À Lausanne, 23 octobre 1757.

Dans un de mes rêves, je soupais avec M. Touron, qui faisait les paroles et la musique des vers qu’il nous chantait. Je lui lis ces quatre vers dans mon songe :

Mon cher Touron, que tu m’enchantes
Par la douceur de tes accents !
Que tes vers sont doux et coulants !
Tu les fais comme tu les chantes.

Dans un autre rêve je récitai le premier chant de la Henriade tout autrement qu’il n’est. Hier, je rêvai qu’on nous disait des vers à souper. Quelqu’un prétendait qu’il y avait trop d’esprit ; je lui répondais que les vers étaient une fête qu’on donnait à l’âme, et qu’il fallait des ornements dans les fêtes.

J’ai donc, en rêvant, dit des choses que j’aurais dites à peine dans la veille ; j’ai donc eu des pensées réfléchies malgré moi, et sans y avoir la moindre part.
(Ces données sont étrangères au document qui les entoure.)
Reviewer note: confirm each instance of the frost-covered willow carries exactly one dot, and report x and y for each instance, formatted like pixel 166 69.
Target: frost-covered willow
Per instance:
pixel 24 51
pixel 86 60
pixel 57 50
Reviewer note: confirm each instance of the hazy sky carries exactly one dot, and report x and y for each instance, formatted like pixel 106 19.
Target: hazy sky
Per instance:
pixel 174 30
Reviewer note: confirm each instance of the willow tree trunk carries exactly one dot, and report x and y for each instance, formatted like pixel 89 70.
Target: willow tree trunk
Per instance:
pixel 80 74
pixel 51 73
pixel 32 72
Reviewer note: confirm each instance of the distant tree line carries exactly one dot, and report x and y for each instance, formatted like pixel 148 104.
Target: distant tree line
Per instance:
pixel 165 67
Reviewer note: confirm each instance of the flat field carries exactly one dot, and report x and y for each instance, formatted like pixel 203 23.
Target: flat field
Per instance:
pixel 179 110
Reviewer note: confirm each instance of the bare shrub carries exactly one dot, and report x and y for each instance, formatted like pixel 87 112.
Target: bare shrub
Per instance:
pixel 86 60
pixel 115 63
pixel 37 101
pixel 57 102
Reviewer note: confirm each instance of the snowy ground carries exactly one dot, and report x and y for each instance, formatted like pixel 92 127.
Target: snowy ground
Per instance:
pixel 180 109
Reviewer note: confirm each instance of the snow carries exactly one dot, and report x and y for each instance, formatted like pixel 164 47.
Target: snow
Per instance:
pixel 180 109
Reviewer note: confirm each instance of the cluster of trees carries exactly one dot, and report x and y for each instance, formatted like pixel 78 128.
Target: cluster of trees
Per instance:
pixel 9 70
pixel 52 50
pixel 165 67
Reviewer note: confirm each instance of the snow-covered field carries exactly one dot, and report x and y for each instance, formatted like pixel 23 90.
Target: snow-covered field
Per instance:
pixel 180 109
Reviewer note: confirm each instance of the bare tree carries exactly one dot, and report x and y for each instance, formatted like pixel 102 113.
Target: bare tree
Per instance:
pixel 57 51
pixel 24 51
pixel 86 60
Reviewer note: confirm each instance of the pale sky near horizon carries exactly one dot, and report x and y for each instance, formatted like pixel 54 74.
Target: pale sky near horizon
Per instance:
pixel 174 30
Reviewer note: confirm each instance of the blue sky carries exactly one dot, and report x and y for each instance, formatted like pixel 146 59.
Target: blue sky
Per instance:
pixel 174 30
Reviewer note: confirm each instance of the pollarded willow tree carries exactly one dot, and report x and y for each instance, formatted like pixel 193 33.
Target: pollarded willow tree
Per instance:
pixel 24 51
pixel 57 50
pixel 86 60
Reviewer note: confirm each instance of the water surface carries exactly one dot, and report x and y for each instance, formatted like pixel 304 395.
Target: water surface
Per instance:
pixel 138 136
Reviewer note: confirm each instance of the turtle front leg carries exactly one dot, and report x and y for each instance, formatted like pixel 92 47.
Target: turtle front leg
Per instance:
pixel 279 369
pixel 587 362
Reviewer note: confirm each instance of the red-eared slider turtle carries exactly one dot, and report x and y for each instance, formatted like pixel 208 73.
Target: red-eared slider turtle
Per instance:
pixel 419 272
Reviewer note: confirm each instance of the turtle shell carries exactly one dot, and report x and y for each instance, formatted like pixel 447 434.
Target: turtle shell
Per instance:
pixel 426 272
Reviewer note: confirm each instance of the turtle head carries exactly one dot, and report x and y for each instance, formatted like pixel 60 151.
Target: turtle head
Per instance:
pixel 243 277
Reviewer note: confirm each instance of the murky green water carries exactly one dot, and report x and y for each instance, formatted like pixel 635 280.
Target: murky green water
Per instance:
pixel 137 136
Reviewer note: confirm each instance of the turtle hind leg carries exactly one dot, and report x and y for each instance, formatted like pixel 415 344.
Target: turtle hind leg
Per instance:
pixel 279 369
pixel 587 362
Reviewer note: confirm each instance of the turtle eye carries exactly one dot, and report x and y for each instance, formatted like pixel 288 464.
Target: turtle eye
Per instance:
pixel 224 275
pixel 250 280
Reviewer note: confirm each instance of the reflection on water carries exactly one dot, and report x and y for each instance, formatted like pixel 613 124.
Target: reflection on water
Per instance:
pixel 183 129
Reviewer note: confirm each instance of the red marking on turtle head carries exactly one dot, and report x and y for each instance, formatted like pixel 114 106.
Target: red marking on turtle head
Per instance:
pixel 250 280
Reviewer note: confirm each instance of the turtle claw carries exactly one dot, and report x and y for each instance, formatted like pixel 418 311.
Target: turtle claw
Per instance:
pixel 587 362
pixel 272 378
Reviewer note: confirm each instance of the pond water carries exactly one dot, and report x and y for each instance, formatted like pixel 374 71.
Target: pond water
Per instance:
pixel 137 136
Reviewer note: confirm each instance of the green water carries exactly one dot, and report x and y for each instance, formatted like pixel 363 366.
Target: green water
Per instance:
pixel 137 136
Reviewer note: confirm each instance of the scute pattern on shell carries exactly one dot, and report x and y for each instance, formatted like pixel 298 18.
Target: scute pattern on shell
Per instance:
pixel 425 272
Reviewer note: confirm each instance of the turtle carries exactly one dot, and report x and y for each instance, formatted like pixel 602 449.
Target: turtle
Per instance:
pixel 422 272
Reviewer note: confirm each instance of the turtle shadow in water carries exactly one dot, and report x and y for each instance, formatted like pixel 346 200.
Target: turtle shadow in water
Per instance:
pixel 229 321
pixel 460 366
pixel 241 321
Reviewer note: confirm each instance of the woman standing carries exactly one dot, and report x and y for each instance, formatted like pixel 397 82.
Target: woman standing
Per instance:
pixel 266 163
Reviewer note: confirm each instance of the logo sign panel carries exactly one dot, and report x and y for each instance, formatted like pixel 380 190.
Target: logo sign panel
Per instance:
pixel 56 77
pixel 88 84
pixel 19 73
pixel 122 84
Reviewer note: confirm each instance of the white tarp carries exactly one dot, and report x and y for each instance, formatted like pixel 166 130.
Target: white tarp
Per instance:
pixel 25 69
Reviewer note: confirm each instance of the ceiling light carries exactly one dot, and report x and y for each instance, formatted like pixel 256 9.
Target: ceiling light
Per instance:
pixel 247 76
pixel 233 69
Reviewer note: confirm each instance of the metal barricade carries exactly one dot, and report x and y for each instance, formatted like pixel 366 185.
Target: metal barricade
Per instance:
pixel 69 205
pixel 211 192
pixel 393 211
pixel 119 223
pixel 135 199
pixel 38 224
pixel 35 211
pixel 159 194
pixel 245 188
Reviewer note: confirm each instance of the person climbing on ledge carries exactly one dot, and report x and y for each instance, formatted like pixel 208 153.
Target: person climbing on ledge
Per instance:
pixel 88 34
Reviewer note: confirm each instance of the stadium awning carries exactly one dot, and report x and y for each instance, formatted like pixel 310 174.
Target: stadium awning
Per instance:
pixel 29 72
Je n’avais ni volonté, ni liberté ; et cependant je combinais des idées avec sagacité, et même avec quelque génie. Que suis-je donc sinon une machine ?



SOPHISTE[1].


Un géomètre un peu dur nous parlait ainsi :

Y a-t-il rien dans la littérature de plus dangereux que des rhéteurs sophistes ? Parmi ces sophistes y en eut-il jamais de plus inintelligibles et de plus indignes d’être entendus que le divin Platon ?

La seule idée utile qu’on puisse peut-être trouver chez lui est l’immortalité de l’âme, qui était déjà établie chez tous les peuples policés. Mais comment prouve-t-il cette immortalité ?

On ne peut trop remettre cette preuve sous nos yeux pour nous faire bien apprécier ce fameux Grec.

Il dit, dans son Phédon, que la mort est le contraire de la vie, que le mort naît du vivant, et le vivant du mort, et que par conséquent les âmes vont sous terre après notre mort.

  1. Questions sur l’Encyclopédie, huitième partie, 1771. (B.)